By: Ian Welsh Thursday September 25, 2008 3:45 pm

You may have noticed the rather frigid response to requests that the rest of the world help with the bailout. European leaders coldly said no, so did Chinese, so did, well, pretty much everyone. And China instructed its banks to not lend to American banks.

You might be wondering why. Let’s start with the history: basically the US spent the last seven and a half years borrowing money from the rest of the world and spent it on tax cuts for your rich, a war that most of the world didn’t agree with (that’s Iraq) and on consumption. The money inflow was extreme, at one point in 2005 some surveys were showing it as being more than the total interest on all the money in the world (ie. all the legal money, plus drug money).
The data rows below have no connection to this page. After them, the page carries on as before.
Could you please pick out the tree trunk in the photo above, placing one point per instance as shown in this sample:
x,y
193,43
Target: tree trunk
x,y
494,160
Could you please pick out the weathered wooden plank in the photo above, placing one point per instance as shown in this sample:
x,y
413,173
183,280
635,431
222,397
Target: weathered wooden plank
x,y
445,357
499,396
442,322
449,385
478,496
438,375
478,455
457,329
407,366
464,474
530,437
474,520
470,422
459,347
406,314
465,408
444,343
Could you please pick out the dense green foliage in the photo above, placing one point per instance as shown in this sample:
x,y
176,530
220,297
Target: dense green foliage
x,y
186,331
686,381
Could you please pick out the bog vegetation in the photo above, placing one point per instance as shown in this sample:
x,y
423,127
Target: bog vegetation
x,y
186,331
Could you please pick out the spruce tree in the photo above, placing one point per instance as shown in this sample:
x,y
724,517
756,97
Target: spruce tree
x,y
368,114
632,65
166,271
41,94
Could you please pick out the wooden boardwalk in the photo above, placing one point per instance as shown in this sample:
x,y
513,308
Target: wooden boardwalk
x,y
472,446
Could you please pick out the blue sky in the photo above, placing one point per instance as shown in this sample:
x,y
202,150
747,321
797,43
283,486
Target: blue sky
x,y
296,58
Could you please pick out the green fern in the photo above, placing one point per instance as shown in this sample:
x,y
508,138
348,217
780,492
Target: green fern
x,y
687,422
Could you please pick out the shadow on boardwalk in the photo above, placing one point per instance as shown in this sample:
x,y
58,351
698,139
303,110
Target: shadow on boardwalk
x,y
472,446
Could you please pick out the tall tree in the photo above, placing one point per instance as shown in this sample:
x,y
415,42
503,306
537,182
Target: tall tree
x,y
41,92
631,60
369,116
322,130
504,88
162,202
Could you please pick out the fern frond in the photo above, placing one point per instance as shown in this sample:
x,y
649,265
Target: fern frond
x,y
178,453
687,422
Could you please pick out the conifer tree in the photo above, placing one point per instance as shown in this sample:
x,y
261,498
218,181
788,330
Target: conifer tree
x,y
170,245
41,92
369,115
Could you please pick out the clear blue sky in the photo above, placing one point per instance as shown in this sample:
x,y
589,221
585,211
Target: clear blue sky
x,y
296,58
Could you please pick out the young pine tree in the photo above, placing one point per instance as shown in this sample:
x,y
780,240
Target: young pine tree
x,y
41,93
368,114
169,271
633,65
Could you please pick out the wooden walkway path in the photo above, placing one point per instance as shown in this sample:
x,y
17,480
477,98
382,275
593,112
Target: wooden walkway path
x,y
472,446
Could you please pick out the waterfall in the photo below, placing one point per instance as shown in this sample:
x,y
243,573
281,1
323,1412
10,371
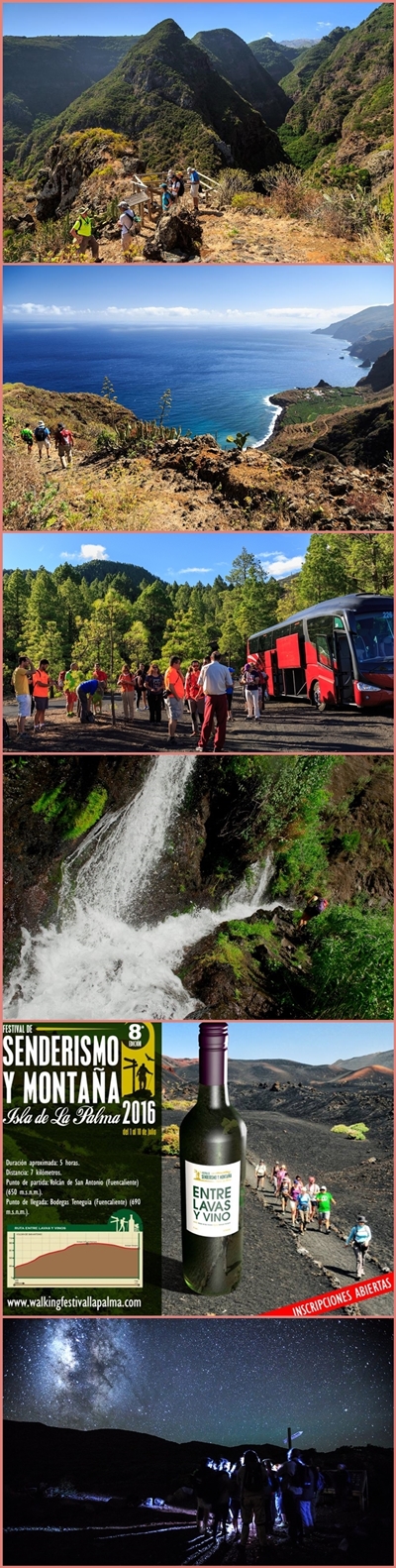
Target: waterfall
x,y
99,958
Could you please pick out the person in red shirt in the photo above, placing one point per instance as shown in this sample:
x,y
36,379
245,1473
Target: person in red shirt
x,y
126,684
99,675
41,686
196,698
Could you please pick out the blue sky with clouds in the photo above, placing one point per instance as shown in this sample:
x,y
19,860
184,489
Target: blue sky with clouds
x,y
313,1043
277,296
249,19
183,558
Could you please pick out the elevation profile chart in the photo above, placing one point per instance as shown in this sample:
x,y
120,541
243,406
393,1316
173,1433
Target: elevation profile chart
x,y
77,1255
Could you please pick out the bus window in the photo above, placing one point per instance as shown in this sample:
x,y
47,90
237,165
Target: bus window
x,y
321,635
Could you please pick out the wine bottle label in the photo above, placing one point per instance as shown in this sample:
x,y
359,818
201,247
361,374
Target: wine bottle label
x,y
213,1198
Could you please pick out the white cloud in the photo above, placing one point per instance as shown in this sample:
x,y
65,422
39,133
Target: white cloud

Everyone warned the US, including the IMF, but the US just went on its merry way with a war no one wanted and fiscal policies clearly aimed at making its rich even richer and impoverishing its middle class. read on…

  1. #1 by Leo Brown on September 25, 2008 - 9:36 pm

    We are economic rivals. We exported toxic financial products. The global economy has taken a big hit. Why should we expect them to help us out of a crisis of our own making?
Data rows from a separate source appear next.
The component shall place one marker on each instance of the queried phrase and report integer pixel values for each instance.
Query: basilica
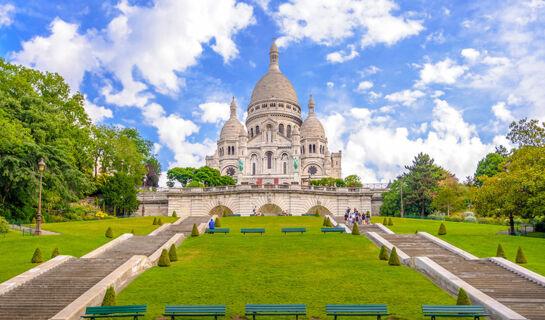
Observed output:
(276, 146)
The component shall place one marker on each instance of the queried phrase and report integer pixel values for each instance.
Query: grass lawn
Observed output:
(314, 269)
(76, 239)
(478, 239)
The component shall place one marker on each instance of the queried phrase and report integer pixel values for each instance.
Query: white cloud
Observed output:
(502, 113)
(96, 113)
(445, 72)
(214, 112)
(342, 56)
(329, 22)
(364, 86)
(6, 14)
(405, 97)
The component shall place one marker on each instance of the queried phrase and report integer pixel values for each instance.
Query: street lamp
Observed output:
(41, 168)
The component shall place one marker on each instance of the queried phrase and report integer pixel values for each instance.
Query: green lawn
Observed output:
(76, 239)
(313, 269)
(478, 239)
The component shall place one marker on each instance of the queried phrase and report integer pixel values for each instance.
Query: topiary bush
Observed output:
(442, 230)
(394, 259)
(463, 299)
(55, 253)
(195, 231)
(500, 253)
(172, 254)
(383, 255)
(109, 298)
(355, 230)
(521, 258)
(164, 260)
(37, 256)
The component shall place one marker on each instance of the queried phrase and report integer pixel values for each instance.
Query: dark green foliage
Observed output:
(195, 231)
(164, 260)
(500, 253)
(383, 255)
(355, 230)
(394, 259)
(109, 298)
(521, 258)
(442, 230)
(172, 254)
(55, 253)
(463, 299)
(37, 256)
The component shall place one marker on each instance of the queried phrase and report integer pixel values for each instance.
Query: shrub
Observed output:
(442, 230)
(195, 231)
(355, 230)
(521, 258)
(164, 261)
(37, 257)
(383, 255)
(172, 254)
(55, 253)
(463, 299)
(500, 253)
(109, 298)
(394, 259)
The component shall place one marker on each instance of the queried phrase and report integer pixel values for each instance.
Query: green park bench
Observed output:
(475, 312)
(341, 230)
(276, 310)
(115, 312)
(252, 230)
(217, 230)
(363, 310)
(194, 311)
(286, 230)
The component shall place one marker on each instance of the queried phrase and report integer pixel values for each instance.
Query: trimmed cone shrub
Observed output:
(383, 255)
(164, 260)
(109, 298)
(442, 230)
(172, 254)
(37, 257)
(55, 253)
(521, 258)
(109, 233)
(195, 231)
(355, 230)
(500, 253)
(394, 259)
(463, 299)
  2. #2 by Richard Warnick on September 26, 2008 - 8:06 am

    Here’s the best part:

    You obviously can’t afford the war in Iraq, for example. Why aren’t you ending it? Now. Not “sometime”, but NOW. Forget the BS about how long it would take to pull out, if you want to do it fast, you can do it fast. And you’re spending more money on your military than the rest of the world combined. Back when you used to do things with that military that the rest of the world sort of liked, like say dealing with Bosnia, people were willing to help you keep it. But now that you’ve proved you can’t be trusted with it, everyone’s wondering why they should help pay for it. You don’t need that big a military to defend yourself, you only need it if you want to run around and knock over some more countries.

    It’s not mentioned in Welsh’s essay, but the main reason our NATO allies are pulling troops out of Afghanistan is because they don’t want to support the Iraq occupation. The Afghanistan mission is a worthy one, but the allies know that every soldier they send there enables a U.S. soldier to stay in Iraq.